India’s health challenge is bigger than hospital insurance. Citizens need prevention, primary care, outpatient medicines, diagnostics, safe hospitals, emergency care, and strong public-health systems.

Therefore, Ayushman Bharat should now enter its second generation. The first phase built scale. The next phase must build trust, quality, accountability, and real financial protection.

In simple terms, Ayushman Bharat has built the architecture. India must now ensure that this architecture delivers health justice, not only hospital claims.

Sources and Methodology

ABC Live reviewed official government releases, National Health Authority-linked material, Comptroller and Auditor General audit findings, and ABC Live’s earlier healthcare-governance coverage.

Official Sources

  1. Press Information Bureau: Update on AB-PMJAY
    Used for data on empanelled hospitals, authorised hospital admissions, private hospital admissions, grievance redressal, and claim-settlement timelines.
  2. Press Information Bureau: Update on Progress of AB-PMJAY and Ayushman Bharat Digital Mission (ABDM)
    Used for data on Ayushman cards, Ayushman Vay Vandana cards, health benefit packages, ABHA-linked records, and ABDM-enabled facilities.
  3. Comptroller and Auditor General of India: Performance Audit of AB-PMJAY, Report No. 11 of 2023
    Used for audit context, governance concerns, implementation review, and accountability analysis.

ABC Live Internal Link

  1. ABC Live: NDCT Amendments 2026
    https://abclive.in/2026/01/28/ndct-amendments-2026
    Used as an internal healthcare-governance reference to connect AB-PMJAY with India’s wider patient-safety and clinical-regulation framework.

FAQ

What is Ayushman Bharat?

Ayushman Bharat is a national health reform with two major pillars: Ayushman Arogya Mandirs for primary care and AB-PMJAY for hospital-care protection.

What is AB-PMJAY?

AB-PMJAY is the hospital-care pillar of Ayushman Bharat.
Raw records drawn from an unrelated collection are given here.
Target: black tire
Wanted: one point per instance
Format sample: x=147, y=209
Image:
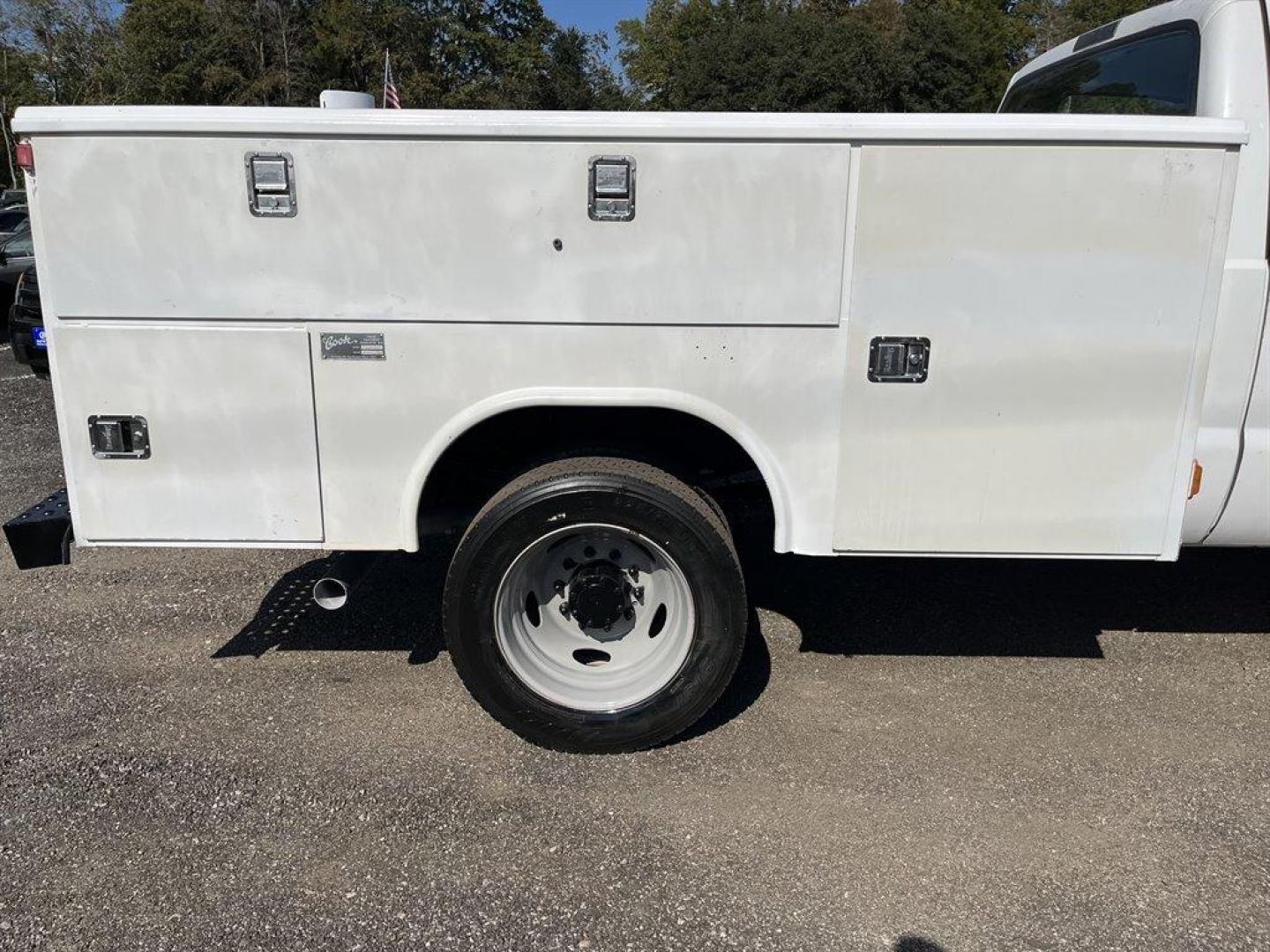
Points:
x=616, y=492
It provides eligible families cashless treatment cover of ?5 lakh per family per year.

Is Ayushman Bharat the same as AB-PMJAY?

No. Ayushman Bharat is the wider mission. AB-PMJAY is one part of it. The other key pillar is Ayushman Arogya Mandirs for primary healthcare.
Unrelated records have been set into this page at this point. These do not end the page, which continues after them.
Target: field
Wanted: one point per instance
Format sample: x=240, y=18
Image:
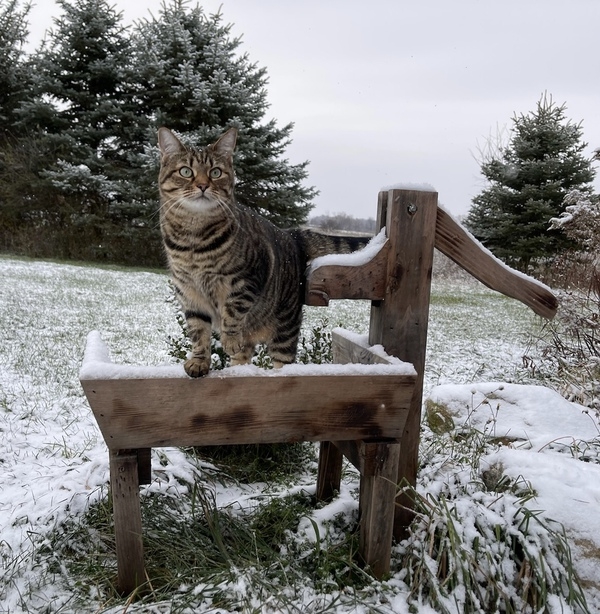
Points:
x=239, y=532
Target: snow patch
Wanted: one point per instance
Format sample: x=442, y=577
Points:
x=357, y=258
x=416, y=187
x=98, y=365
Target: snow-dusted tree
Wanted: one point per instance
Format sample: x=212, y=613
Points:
x=81, y=117
x=191, y=79
x=79, y=106
x=14, y=74
x=581, y=220
x=528, y=181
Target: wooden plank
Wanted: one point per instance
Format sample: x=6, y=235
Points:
x=128, y=519
x=329, y=475
x=352, y=282
x=456, y=243
x=377, y=498
x=345, y=351
x=400, y=321
x=185, y=412
x=144, y=465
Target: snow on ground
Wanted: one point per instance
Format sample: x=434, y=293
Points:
x=555, y=445
x=54, y=462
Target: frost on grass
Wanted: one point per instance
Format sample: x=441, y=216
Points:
x=267, y=547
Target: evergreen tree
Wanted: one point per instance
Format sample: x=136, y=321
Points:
x=528, y=182
x=14, y=76
x=191, y=80
x=80, y=120
x=78, y=108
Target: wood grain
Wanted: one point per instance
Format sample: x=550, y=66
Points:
x=148, y=413
x=400, y=321
x=128, y=519
x=456, y=243
x=351, y=282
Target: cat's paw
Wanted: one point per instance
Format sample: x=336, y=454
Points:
x=232, y=344
x=196, y=367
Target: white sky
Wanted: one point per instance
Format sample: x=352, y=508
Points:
x=392, y=91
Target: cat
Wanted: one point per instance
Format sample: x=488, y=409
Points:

What is the biggest achievement of AB-PMJAY?

Its biggest achievement is large-scale hospital financial protection for poor and vulnerable families.
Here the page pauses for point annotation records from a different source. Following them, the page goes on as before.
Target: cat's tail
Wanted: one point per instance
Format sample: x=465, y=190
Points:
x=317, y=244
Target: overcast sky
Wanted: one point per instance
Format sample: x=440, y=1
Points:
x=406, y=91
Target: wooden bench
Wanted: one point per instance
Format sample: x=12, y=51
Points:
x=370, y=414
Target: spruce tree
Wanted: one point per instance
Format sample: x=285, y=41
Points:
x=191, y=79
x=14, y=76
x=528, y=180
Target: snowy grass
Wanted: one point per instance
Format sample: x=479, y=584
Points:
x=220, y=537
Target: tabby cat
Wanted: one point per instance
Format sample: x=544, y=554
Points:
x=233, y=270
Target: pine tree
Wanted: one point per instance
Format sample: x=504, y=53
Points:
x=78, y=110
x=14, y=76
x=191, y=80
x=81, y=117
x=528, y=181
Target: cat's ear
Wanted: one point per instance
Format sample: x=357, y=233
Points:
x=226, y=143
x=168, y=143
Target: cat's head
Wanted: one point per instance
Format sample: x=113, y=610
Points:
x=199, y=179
What is the biggest weakness of AB-PMJAY?

Its biggest weakness is that it mainly covers hospitalisation. It does not fully cover outpatient consultations, medicines, diagnostics, and long-term chronic care.

What reform is most urgent?

The most urgent reform is accountability. India needs hospital-wise data, stronger fraud control, faster claim settlement, patient protection from extra billing, and better primary care.